Depuis le début, les Assises du journalisme ont vocation à être un rendez-vous international. Cette année, en partenariat avec les universités africaines de la communication de Ouagadougou, une dizaine d’étudiants du continent noir sont venus assister aux débats sous le patronage de Regina Ouattara, figure médiatique du Burkina Faso. L’occasion donc d’échanger sur la conception du journalisme de l’autre côté de la Méditerranée.

« Univers-Cités » : Pourquoi êtes-vous venue aux Assises internationales du journalisme et de l’information avec une dizaine d’étudiants du continent africain ?

Regina Ouattara : C’est une démarche voulue par Jérôme Bouvier (le président des Assises, ndlr) qui désirait accentuer le caractère international et démocratique de cette 6ème édition. Après un appel à candidature, nous avons choisi une dizaine de candidats recrutés parmi les meilleures écoles d’Afrique. Ces Assises sont une occasion unique pour eux de voir comment est appréhendé le journalisme en Europe, mais aussi d’échanger directement avec les acteurs du secteur.

Justement, en matière de journalisme et notamment d’indépendance – thème de cette 6ème édition –, l’Europe est-elle un modèle à suivre ?

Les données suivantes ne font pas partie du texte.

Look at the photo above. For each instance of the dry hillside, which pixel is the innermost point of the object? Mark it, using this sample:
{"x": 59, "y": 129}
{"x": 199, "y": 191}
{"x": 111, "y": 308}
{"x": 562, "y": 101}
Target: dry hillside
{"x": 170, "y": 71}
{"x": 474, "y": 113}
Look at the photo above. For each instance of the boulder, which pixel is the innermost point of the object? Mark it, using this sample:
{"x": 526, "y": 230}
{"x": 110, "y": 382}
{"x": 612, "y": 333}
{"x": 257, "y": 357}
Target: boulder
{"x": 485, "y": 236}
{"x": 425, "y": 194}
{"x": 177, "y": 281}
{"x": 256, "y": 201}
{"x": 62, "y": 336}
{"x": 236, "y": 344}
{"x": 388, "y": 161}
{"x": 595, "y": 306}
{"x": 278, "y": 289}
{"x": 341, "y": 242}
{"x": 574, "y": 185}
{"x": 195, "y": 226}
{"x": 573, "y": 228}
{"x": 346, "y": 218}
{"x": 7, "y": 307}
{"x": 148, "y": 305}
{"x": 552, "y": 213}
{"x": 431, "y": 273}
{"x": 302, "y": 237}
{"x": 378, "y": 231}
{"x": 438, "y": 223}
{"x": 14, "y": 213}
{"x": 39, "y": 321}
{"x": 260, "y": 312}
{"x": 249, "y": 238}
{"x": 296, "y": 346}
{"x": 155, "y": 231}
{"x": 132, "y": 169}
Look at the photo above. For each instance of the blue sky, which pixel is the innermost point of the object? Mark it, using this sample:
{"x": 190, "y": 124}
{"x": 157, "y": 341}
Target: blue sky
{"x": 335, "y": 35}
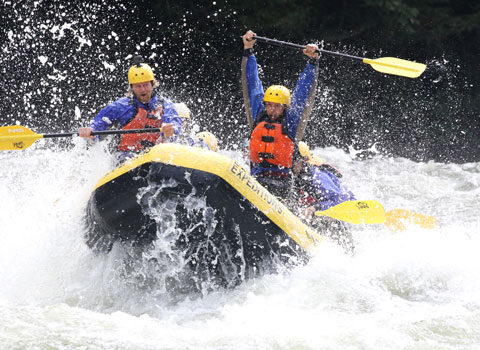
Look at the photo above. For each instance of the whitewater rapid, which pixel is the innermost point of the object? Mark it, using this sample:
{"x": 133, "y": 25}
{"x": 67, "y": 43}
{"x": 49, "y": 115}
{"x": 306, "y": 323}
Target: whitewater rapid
{"x": 418, "y": 289}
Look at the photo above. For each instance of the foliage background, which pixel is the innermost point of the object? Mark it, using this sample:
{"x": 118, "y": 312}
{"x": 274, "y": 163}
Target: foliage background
{"x": 62, "y": 61}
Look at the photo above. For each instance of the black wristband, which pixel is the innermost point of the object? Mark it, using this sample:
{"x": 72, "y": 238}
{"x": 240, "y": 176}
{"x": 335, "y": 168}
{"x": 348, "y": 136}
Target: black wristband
{"x": 247, "y": 52}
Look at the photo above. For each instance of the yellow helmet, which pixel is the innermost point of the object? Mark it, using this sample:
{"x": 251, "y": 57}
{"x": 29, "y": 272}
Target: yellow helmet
{"x": 277, "y": 94}
{"x": 182, "y": 110}
{"x": 209, "y": 139}
{"x": 140, "y": 73}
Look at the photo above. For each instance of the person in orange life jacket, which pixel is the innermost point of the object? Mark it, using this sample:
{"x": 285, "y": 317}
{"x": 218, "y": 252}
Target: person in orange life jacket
{"x": 141, "y": 108}
{"x": 277, "y": 121}
{"x": 317, "y": 184}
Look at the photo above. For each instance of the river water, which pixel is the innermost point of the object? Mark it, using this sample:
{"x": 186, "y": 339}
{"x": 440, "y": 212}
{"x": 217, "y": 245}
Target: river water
{"x": 418, "y": 289}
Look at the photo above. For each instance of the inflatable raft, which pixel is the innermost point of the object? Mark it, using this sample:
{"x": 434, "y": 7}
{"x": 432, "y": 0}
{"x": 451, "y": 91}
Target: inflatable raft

Je ne sais pas si nous devons mettre nos pas dans ceux de l’Europe car nous appartenons à une aire culturelle différente, en tout cas, une chose est certaine, c’est que l’Afrique, et là je parle surtout de la situation des médias au Burkina Faso, suit une pente ascendante. Dans mon pays, malgré la corruption toujours présente, une connivence forte encore entre journalistes et sources, les titres de presse se portent plutôt bien et les tirages sont bons. C’est dire, la liberté d’expression est constitutionnalisée à l’article 8 et il n’est plus rare que des organes de presse ou des journalistes critiquent le pouvoir, enquêtent sur ses pratiques pas toujours légales. Cette liberté de ton nouvelle est notamment due à une multiplication des médias, partagés entre le secteur privé et public.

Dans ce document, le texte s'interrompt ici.